Sean laughed out loud. He was tipsy, which didn’t surprise me given the enthusiastic way he’d been partaking of the wine. I liked tipsy Sean. His lips were looser, as if he was speaking freely around me for the first time. “Mate, you need to relax,” he drawled. “Let the words come out however they want to come. Eventually, you’ll figure out what they’re trying to say.”
I liked his phrasing. It gave me a new way to interpret the rush of words I’d experienced. Not as some weird form of purge, but more as a release of all the emotions I’d never allowed myself to verbalise before. Maybe, if I kept listening openly and without prejudice, the desperation would pass, and true communication would follow. I liked the idea. I could understand it, wrap my mind around it. “I think you might be right.”
“Damned straight.” He relaxed back into his chair, gazing at me with a soft smile. “You have a gift, Dante, and you know how to use it. Be patient with yourself, you’ll figure this out.”
“How can you be so sure?” I asked, needing to hear the answer.
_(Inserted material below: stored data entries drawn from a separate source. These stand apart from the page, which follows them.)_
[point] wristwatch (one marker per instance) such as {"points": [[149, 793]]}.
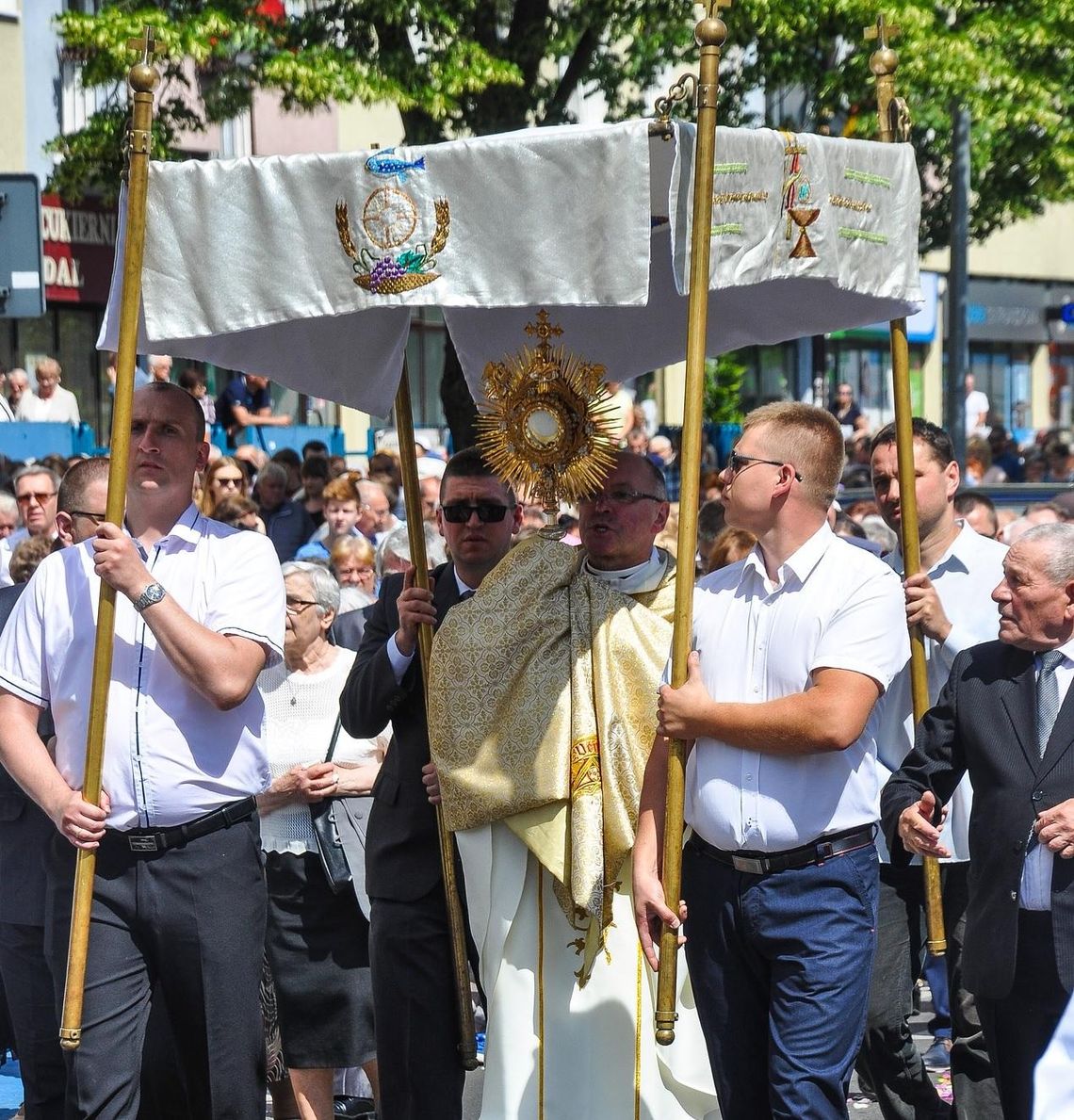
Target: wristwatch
{"points": [[153, 593]]}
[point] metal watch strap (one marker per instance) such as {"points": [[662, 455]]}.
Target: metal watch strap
{"points": [[153, 593]]}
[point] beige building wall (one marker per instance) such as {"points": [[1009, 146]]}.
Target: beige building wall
{"points": [[12, 132], [1038, 249], [364, 126]]}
Needing to hear someone say I wasn’t finished as an artist.
“Because I know every song you’ve ever released,” he told me. “Talent like yours doesn’t just go away.”
A wicked pleasure flooded through me at the thought of Sean listening to my music, letting a part of me inside. “Are you saying you’re a fan, Sean?”
We stared at each other for a long moment and, for the first time, the stormy shade of his eyes didn’t remind me of Grey. Those eyes, grey though they were, belonged only to Sean.
“I’m saying you should keep going.” His voice was quiet now, as he continued to hold my gaze. “You’ve barely scratched the surface of what you can do.”
His words felt right, like a truth I’d forgotten. And as the idea settled inside my mind, a sense of calm came over me.
“And I think I’ve had enough wine for one night,” Sean said as he sat up. His low chuckle went straight to my gut, making me want more of that sound, of any sound he cared to make.
“Thanks for the pep talk,” I told him. “You give good advice.”
“I know.” He gave a not-so-modest shrug. “I think I may have been a bartender in a former life.”
I wasn’t sure about the bartender part, but Sean was turning out to be a pretty awesome muse. With any luck I could convince him to spend more time with me. At least until I figured out what the abandoned parts of me were trying to say.